With their ever-growing market share behind them, the South Korean giant are always looking to find ways of pushing out of the tech world and into the mainstream.
Make no mistake, their lavish Galaxy Unpacked 2016 showcase was absolutely given the metropolitan backdrop so as to evoke Apple's own lavish events.
They don't just want to force the world to notice them, they want to force the world to notice how blatantly they're willing to challenge Apple's position.
What's more, the context of the Note series itself only accentuates this.
It's rare to find a trend in modern smartphones design that Apple didn't start - and with the popularity of the phablet lying largely at Samsung's feet, it's the perfect tool to deploy for them.
The company kicked off the event by officially revealing the Galaxy Note7, which they claim will set a new bar for large-screen mobile devices.
Samsung call it "a smartphone that truly thinks big."
The key features here are biometric authentication that promises to further secure the Samsung platform, allowing you to use iris recognition to unlock your device and authenticate purchases made with Samsung Pay and Samsung Pass.
They claim the technology - which translates iris patterns into a digital signature - took five years to perfect and that they will be working with major banks to integrate it with mobile banking applications.
These hardware innovations, along with the new Samsung Knox and Secure Folder, promise an all-round more secure experience.
"The Galaxy Note7 combines productivity and entertainment, and strong security features. Powering a robust ecosystem, it is the ideal device for those who want to achieve more in life," said DJ Koh, President of Mobile Communications Business, Samsung Electronics.
The other big improvements come on the entertainment side of things.
According to Samsung, "The Galaxy Note7 features a gorgeous, curved 5.7-inch QHD Super AMOLED screen delivering a bold and immersive picture on a smartphone."
Like the recently released Galaxy S7 series (or at-least, most of it), the Note7 features a water resistant body and dual-pixel sensor enabled camera tech.
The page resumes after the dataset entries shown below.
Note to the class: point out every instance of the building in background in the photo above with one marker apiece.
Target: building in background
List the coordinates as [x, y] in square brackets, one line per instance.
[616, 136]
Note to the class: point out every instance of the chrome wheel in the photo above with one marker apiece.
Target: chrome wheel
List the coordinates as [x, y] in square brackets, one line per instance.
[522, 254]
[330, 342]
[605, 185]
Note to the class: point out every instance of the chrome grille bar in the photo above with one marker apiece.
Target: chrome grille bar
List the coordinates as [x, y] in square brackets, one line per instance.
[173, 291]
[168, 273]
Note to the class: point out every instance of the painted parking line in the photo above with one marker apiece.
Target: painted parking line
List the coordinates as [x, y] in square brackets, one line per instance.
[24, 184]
They promise "the device's perfectly symmetrical front-to-back 3D curves create a balanced aesthetic, while its compact size allows for a more comfortable, ergonomic grip."
It also boasts a CPU which is 30% more powerful than its predecessor and 64GB of RAM.
The company highlighted the device's integration with the new Gear VR as an area where these display improvements will be most felt.
"Whether it's next level gaming or journeying to places users have never been before, there's always something new to discover."
The Note7 will also be the first Samsung smartphone to offer High Dynamic Range (HDR) video streaming capability for a richer, more realistic video streaming experience.
The company says they'll be partnering with Amazon to bring more HDR-ready video content to smartphones.
Here's how it compares to the previous Note:
Samsung have also made changes to the S-Pen, which now boasts a sharper pen tip and increased pressure sensitivity to replicate the ease and accuracy of a real pen.
Word is these changes will allow for a more delicate expression and more natural handwriting.
The improved S-Pen will also include a number of new features from translation tech to an eraser function.
Like the Note7, the S-Pen is water and dustproof.
Samsung's Justin Denison took a moment here to dig at Apple, saying that "Unlike some companies, we don't treat key innovations like accessories."
It was far from the only rib at the Cupertino firm, with Denison assuring fans "we're not going to move to a next-generation connector and leave you behind."
Samsung are pushing the Galaxy Note7 as a phone designed to go everywhere and survive everything - and so they're also throwing in a new wireless charger case called the Backpack.
It will be available in four colours - Blue Coral, Gold Platinum, Silver Titanium and Black Onyx.
The Galaxy Note7 will be available starting on August 19 and preorders will begin in most countries in a matter of days.
"The countdown the Note starts now," Denison said.